El sábado pasado, Marcelo Ebrard, el exjefe de Gobierno del Distrito Federal, presentó ante el público mexicano el segundo acto de una obra de teatro titulada Movimiento Progresista.
Digo que se trata del segundo acto porque el primero fue representado por Manuel Camacho Solís, padre político de Ebrard, cuando junto con varios senadores del PRD y del PAN dieron a conocer su iniciativa sobre reforma política.
Una reforma cuyo eje central es —como lo dijo el mismo Camacho— “transitar de un régimen presidencial a uno semiparlamentario”.
Si esta propuesta viniera verdaderamente de un demócrata, aplaudiríamos la idea. Sin embargo, todo México sabe que Camacho Solís no ha practicado precisamente la democracia.
La estrategia, más que abonar a favor de un sistema político de equilibrios, tiene como objetivo volver a tener un papel protagónico en un escenario y en un momento en el que la discusión sobre la reforma energética va a concentrar todos los reflectores.
El debate sobre ésa y otras reformas estructurales, como la hacendaria y la fiscal, va a coincidir con los cambios de dirigencia, tanto en el PRD como en el PAN.
El petróleo, entonces, está por convertirse en el proscenio que utilizarán derecha e izquierda para hacerse notar.
Ésa es la razón por la cual Ebrard —después de haber permanecido en relativo silencio desde que dejó la Jefatura de Gobierno hace siete meses— sale a escena para presentar su Movimiento Progresista con la supuesta intención de “unificar la izquierda”, impedir, ¡faltaba más!, la privatización de Pemex y ser, por consiguiente, un contrapeso del gobierno.
En realidad, Camacho Solís y Ebrard reaparecen con un claro propósito: quedarse con el negocio político de la izquierda.

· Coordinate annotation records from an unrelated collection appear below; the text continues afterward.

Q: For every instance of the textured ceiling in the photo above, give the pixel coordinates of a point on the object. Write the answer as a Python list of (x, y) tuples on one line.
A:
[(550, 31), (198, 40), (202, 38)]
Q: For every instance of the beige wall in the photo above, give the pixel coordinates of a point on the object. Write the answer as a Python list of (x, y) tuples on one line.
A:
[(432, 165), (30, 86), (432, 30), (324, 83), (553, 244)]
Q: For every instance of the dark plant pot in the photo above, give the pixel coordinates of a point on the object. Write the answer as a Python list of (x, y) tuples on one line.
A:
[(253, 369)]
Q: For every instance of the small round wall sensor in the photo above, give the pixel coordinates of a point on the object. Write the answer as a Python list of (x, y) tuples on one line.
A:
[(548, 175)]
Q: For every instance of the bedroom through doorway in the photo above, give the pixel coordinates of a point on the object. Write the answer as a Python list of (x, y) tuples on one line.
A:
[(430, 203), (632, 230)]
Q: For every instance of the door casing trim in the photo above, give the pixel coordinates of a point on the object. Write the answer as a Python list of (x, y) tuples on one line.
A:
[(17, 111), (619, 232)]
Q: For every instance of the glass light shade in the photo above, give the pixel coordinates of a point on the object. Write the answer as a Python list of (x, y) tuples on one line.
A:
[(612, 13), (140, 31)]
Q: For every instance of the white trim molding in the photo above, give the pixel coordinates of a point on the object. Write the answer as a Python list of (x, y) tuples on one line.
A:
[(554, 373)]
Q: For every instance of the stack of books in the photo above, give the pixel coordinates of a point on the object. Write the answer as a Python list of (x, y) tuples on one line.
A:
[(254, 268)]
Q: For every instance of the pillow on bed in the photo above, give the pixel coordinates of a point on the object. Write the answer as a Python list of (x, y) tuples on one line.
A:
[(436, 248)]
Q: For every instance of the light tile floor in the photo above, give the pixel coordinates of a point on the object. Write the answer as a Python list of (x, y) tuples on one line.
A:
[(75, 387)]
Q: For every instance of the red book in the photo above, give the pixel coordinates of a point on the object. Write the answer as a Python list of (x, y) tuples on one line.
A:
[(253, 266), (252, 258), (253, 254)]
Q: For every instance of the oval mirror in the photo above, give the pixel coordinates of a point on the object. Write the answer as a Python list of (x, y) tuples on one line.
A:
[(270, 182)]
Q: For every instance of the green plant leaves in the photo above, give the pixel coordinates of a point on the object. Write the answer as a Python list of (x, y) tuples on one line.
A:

Es decir, para arrebatarle a los Chuchos el PRD, convertirse en cabezas del partido, presentarse en Los Pinos como válidos negociadores dentro del Pacto por México y convertir la izquierda en una fuerza inconsecuente con el gobierno de Enrique Peña Nieto para, desde ahí, buscar —caso Ebrard— la Presidencia de la República en 2018.
Recordemos que la semana pasada, Ebrard, René Bejarano y Alejandro Encinas le exigieron al presidente del PRD, Jesús Zambrano, “salirse del Pacto por México con el fin —dijeron— de que la izquierda recupere su papel opositor”.
Todo apunta a que durante los próximos meses seremos testigos, como nunca, de la petrolización de la política.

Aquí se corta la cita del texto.